We compiled, summarized, and reviewed 269 incidents of bear–human conflict involving firearms that occurred in Alaska during 1883–2009. Encounters involving brown bears (Ursus arctos; 218 incidents, 81%), black bears (Ursus americanus; 30 incidents, 11%), polar bears (Ursus maritimus; 6 incidents, 2%), and 15 (6%) unidentified species provided insight into firearms success and failure. A total of 444 people and at least 367 bears were involved in these incidents. We found no significant difference in success rates (i.e., success being when the bear was stopped in its aggressive behavior) associated with long guns (76%) and handguns (84%). Moreover, firearm bearers suffered the same injury rates in close encounters with bears whether they used their firearms or not.
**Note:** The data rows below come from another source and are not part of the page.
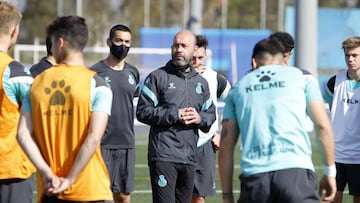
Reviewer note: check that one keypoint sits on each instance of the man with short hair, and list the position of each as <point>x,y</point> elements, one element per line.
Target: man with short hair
<point>343,95</point>
<point>16,181</point>
<point>118,143</point>
<point>175,101</point>
<point>69,105</point>
<point>287,41</point>
<point>204,184</point>
<point>267,108</point>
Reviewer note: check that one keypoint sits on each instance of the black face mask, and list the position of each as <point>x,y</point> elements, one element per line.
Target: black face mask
<point>119,52</point>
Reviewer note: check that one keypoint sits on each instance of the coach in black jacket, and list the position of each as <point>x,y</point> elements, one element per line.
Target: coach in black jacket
<point>175,101</point>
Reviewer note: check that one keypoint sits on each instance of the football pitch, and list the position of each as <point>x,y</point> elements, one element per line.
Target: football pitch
<point>142,193</point>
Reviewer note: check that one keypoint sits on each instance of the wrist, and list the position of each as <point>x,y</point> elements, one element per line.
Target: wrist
<point>330,170</point>
<point>227,195</point>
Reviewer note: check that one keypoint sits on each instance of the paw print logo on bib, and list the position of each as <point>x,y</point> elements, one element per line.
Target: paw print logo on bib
<point>57,92</point>
<point>265,76</point>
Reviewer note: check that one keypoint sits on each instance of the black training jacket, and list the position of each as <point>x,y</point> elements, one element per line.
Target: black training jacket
<point>166,90</point>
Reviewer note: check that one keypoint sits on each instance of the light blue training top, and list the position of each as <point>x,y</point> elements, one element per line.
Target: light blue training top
<point>270,105</point>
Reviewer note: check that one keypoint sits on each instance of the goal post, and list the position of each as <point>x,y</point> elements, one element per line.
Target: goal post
<point>145,59</point>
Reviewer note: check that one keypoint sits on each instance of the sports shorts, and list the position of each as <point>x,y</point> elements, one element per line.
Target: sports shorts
<point>204,183</point>
<point>120,164</point>
<point>171,182</point>
<point>17,190</point>
<point>348,174</point>
<point>289,185</point>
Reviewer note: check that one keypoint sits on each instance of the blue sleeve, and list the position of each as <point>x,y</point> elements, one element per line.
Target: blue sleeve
<point>329,90</point>
<point>26,105</point>
<point>312,89</point>
<point>101,96</point>
<point>16,81</point>
<point>229,109</point>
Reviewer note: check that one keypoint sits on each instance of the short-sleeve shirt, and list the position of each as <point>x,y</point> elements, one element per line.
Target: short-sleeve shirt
<point>270,105</point>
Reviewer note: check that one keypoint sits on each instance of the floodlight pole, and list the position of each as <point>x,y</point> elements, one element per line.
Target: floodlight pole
<point>306,35</point>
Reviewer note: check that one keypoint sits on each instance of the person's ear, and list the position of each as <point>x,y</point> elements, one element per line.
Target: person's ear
<point>108,42</point>
<point>14,31</point>
<point>253,63</point>
<point>196,48</point>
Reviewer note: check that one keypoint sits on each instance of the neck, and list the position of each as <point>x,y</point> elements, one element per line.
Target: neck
<point>4,45</point>
<point>74,58</point>
<point>114,63</point>
<point>354,75</point>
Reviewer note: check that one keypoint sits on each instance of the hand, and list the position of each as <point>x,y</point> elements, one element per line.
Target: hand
<point>216,140</point>
<point>52,182</point>
<point>189,116</point>
<point>328,184</point>
<point>65,183</point>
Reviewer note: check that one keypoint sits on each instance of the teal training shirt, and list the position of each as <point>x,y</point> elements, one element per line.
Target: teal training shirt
<point>269,105</point>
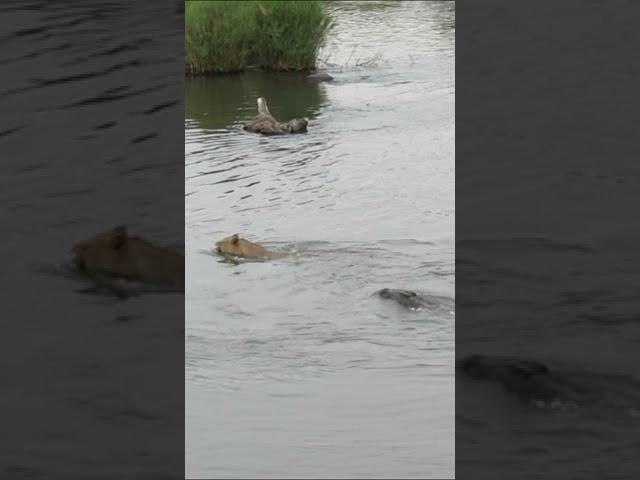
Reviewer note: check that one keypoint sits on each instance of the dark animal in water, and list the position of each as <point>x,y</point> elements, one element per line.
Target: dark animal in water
<point>113,259</point>
<point>537,383</point>
<point>266,124</point>
<point>406,298</point>
<point>320,77</point>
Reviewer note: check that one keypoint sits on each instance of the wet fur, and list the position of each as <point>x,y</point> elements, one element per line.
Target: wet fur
<point>239,247</point>
<point>116,254</point>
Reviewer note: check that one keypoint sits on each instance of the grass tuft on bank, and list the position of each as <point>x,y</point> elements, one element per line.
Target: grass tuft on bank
<point>229,36</point>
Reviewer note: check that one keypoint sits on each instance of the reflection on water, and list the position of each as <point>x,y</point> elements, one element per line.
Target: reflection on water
<point>294,366</point>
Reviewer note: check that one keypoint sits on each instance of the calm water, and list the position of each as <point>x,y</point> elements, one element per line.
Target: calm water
<point>89,91</point>
<point>293,368</point>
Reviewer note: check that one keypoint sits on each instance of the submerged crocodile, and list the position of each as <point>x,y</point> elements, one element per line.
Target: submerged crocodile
<point>539,384</point>
<point>409,299</point>
<point>266,124</point>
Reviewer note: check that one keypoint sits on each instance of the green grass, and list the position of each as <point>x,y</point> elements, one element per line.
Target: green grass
<point>229,36</point>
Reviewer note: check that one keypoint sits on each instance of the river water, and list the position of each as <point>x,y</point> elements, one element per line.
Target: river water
<point>293,367</point>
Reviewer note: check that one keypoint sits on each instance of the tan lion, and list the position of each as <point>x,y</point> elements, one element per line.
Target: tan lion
<point>239,247</point>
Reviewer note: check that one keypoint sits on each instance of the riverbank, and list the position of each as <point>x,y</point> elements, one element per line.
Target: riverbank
<point>230,36</point>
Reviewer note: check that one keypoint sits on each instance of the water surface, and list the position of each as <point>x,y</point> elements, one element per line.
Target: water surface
<point>293,367</point>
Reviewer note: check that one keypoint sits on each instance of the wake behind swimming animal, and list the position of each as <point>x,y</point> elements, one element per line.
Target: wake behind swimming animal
<point>239,247</point>
<point>266,124</point>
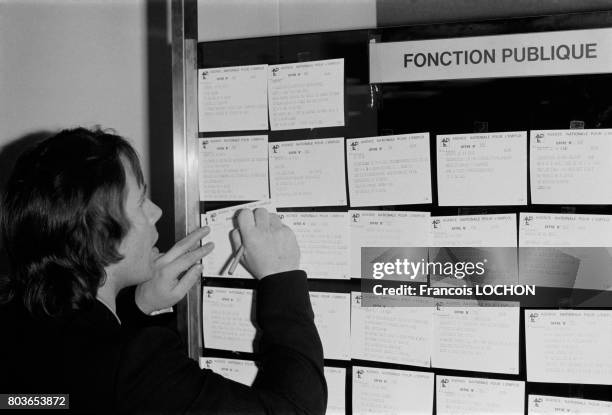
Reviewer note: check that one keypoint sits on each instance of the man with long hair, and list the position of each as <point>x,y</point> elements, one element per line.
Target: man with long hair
<point>80,235</point>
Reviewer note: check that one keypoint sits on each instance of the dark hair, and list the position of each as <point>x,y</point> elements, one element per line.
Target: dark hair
<point>63,218</point>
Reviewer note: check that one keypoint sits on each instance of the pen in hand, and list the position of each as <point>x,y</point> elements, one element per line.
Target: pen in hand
<point>236,260</point>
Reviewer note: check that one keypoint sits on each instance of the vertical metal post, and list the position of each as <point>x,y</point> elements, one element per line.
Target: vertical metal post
<point>185,157</point>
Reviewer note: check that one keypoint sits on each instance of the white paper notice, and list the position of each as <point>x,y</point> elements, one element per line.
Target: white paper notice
<point>481,338</point>
<point>478,396</point>
<point>233,98</point>
<point>234,168</point>
<point>387,391</point>
<point>389,170</point>
<point>474,230</point>
<point>308,173</point>
<point>323,238</point>
<point>476,238</point>
<point>571,167</point>
<point>553,405</point>
<point>241,371</point>
<point>482,169</point>
<point>333,320</point>
<point>221,223</point>
<point>336,387</point>
<point>226,315</point>
<point>377,228</point>
<point>569,346</point>
<point>399,332</point>
<point>306,94</point>
<point>575,250</point>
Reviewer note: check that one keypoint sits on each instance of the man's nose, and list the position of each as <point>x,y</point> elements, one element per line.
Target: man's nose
<point>156,213</point>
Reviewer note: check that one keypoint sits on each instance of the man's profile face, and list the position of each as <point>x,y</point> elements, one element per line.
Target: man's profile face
<point>138,246</point>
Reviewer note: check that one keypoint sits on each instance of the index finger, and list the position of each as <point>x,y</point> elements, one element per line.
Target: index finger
<point>184,245</point>
<point>245,219</point>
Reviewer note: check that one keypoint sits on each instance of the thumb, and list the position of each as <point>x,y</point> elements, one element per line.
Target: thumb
<point>235,239</point>
<point>188,280</point>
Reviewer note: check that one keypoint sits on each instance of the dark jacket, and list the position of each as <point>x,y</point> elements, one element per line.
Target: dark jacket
<point>138,368</point>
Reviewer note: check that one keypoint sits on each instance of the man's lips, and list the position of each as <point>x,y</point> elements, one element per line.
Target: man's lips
<point>155,253</point>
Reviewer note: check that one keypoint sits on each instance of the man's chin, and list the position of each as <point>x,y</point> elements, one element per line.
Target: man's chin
<point>155,254</point>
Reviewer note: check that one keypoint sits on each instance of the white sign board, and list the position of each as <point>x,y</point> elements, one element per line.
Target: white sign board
<point>527,54</point>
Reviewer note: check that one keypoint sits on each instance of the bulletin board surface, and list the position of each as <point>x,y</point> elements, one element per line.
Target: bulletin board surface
<point>437,107</point>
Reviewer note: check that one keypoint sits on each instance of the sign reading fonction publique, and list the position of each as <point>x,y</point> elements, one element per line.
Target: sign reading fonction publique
<point>529,54</point>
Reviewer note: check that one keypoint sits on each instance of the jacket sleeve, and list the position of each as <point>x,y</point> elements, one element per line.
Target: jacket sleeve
<point>155,376</point>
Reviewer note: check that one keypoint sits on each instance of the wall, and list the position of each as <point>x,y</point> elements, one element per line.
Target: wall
<point>67,63</point>
<point>237,19</point>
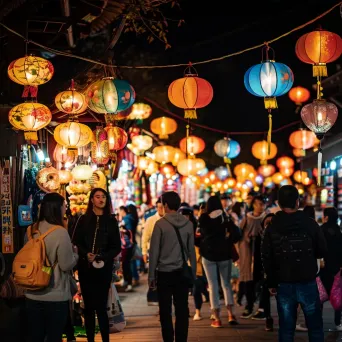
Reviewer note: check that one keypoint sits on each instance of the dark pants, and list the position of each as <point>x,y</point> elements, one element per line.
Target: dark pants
<point>199,289</point>
<point>46,320</point>
<point>170,285</point>
<point>126,255</point>
<point>95,298</point>
<point>289,295</point>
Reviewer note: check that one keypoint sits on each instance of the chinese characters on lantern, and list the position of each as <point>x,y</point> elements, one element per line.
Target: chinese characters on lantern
<point>6,211</point>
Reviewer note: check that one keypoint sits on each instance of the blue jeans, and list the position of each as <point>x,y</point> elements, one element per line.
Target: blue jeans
<point>289,295</point>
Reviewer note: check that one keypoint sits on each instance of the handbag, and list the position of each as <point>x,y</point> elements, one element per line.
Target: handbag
<point>323,295</point>
<point>336,292</point>
<point>188,275</point>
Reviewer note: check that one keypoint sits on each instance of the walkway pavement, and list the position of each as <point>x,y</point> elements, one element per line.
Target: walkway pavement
<point>143,324</point>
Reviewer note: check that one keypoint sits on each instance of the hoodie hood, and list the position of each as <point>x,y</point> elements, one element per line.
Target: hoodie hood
<point>290,221</point>
<point>176,219</point>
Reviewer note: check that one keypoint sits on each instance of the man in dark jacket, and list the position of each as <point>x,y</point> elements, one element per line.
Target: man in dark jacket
<point>292,244</point>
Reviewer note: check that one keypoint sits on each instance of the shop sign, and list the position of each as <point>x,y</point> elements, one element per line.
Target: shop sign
<point>6,210</point>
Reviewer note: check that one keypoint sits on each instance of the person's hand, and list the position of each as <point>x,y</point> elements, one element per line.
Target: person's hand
<point>91,257</point>
<point>273,291</point>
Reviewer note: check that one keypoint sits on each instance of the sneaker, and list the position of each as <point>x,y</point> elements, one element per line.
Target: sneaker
<point>269,324</point>
<point>197,317</point>
<point>246,314</point>
<point>300,328</point>
<point>259,316</point>
<point>129,288</point>
<point>216,324</point>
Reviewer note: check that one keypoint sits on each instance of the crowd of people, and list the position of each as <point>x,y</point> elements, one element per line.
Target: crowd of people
<point>241,253</point>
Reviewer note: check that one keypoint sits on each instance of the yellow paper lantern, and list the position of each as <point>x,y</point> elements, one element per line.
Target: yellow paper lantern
<point>260,151</point>
<point>30,117</point>
<point>30,71</point>
<point>73,135</point>
<point>163,127</point>
<point>190,166</point>
<point>71,101</point>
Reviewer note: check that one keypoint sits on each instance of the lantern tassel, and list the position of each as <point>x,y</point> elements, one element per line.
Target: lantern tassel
<point>320,70</point>
<point>190,114</point>
<point>319,166</point>
<point>269,134</point>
Bears were killed in 61% (n = 162) of bear–firearms incidents. Additionally, we identified multiple reasons for firearms failing to stop an aggressive bear. Using logistic regression, the best model for predicting a successful outcome for firearm users included species and cohort of bear, human activity at time of encounter, whether or not the bear charged, and if fish or game meat was present. Firearm variables (e.g., type of gun, number of shots) were not useful in predicting outcomes in bear–firearms incidents. Although firearms have failed to protect some users, they are the only deterrent that can lethally stop an aggressive bear. Where firearms have failed to protect people, we identified contributing causes. Our findings suggest that only those proficient in firearms use should rely on them for protection in bear country. © 2012 The Wildlife Society.